To date, only 2 similar case reports [15,16] have been documented. In those cases, the patients exhibited significant proteinuria on urine microscopy, underwent normal vaginal delivery within 6 hours of admission, and experienced seizures during birth. In contrast, our patient in Case 1 presented with features suggestive of dengue fever and mild proteinuria. When her platelet counts failed to improve and her liver function worsened, we considered a diagnosis of masquerading HELLP syndrome. It’s possible that her initially normal blood pressure was influenced by the combined effects of HELLP and dengue fever. We cannot rule out the possibility that she might have had normotensive HELLP. Dengue fever and HELLP share overlapping features, making it challenging to differentiate between them in normotensive patients. Overlooking the potential for HELLP in such cases can result in delayed treatment and can pose a serious risk to the patient’s life [15,16].

Early diagnosis, immediate delivery, and comprehensive supportive treatment are the mainstays of the management of AFLP [3,4,11]. All 3 of our cases had the same characteristic complaints, preceded by fever, before admission into our hospital. All of the above cases were initially treated as dengue hemorrhagic fever due to fever and thrombocytopenia. In Case 3, there was a rapid deterioration in the condition of both mother and fetus, that was largely due to the lack of accuracy in establishing a diagnosis, such that the treatment for AFLP came too late. Delayed treatment prolongs the duration of healing and can result in the emergence of various complications.

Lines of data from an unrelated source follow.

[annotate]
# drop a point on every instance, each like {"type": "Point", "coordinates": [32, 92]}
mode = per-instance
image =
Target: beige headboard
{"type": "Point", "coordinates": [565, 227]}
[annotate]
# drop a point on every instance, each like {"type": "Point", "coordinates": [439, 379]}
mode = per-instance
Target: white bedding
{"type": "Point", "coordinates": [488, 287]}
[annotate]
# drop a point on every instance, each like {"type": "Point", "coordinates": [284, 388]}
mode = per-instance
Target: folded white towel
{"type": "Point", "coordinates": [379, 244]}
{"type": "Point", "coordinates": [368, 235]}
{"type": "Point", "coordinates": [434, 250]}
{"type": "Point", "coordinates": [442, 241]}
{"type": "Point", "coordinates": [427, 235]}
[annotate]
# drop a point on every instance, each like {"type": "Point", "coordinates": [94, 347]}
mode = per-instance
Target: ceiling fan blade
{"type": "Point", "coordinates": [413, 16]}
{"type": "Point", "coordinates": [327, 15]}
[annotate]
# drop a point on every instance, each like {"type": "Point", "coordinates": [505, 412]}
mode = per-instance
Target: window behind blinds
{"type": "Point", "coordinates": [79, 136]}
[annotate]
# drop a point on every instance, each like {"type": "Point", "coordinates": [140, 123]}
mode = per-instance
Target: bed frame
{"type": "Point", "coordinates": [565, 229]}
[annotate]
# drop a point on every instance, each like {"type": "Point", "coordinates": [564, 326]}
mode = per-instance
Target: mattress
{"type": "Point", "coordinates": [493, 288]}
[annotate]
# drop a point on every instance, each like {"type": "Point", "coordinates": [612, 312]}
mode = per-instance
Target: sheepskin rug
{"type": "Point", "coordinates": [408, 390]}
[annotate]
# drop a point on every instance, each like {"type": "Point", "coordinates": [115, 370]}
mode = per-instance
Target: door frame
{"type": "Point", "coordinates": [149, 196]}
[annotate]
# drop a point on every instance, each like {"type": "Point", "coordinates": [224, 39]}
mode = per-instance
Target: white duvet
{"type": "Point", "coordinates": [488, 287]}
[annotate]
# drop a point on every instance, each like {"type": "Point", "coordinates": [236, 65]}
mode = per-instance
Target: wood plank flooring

Accurate diagnosis and rapid and precise handling can prevent maternal and infant mortality. To minimize maternal and fetal death in AFLP, it is suitable to combine the choice to terminate the pregnancy immediately with a cesarean section as the delivery mode [4,8,17]. Due to their blood coagulation condition, people with AFLP are more prone to experience bleeding after delivery [18], which requires hemodynamic monitoring, as was the case in our patients. Pancreatitis, sepsis, renal failure, and gastrointestinal bleeding are the most common causes of death in individuals with AFLP, which has a fatality rate of around 18% [19]. Clinical recovery usually occurs within a few weeks and there are no long-term effects, even if altered liver histology might persist for several months [20].

Conclusions

We report 3 cases of AFLP in which patients initially presented with fever, which misled the first physician and led to delayed referral. This delay resulted in a longer healing time and various complications. We suggest that fever be considered for inclusion in the Swansea criteria, although further research with prospective studies or multi-center trials is needed. Early diagnosis and timely delivery are crucial, as hepatic injury associated with AFLP can be reversed. Prompt identification, diagnosis, and comprehensive supportive care, and specific recommendations for clinicians to avoid diagnostic delays, are essential for improving maternal and infant outcomes in AFLP cases.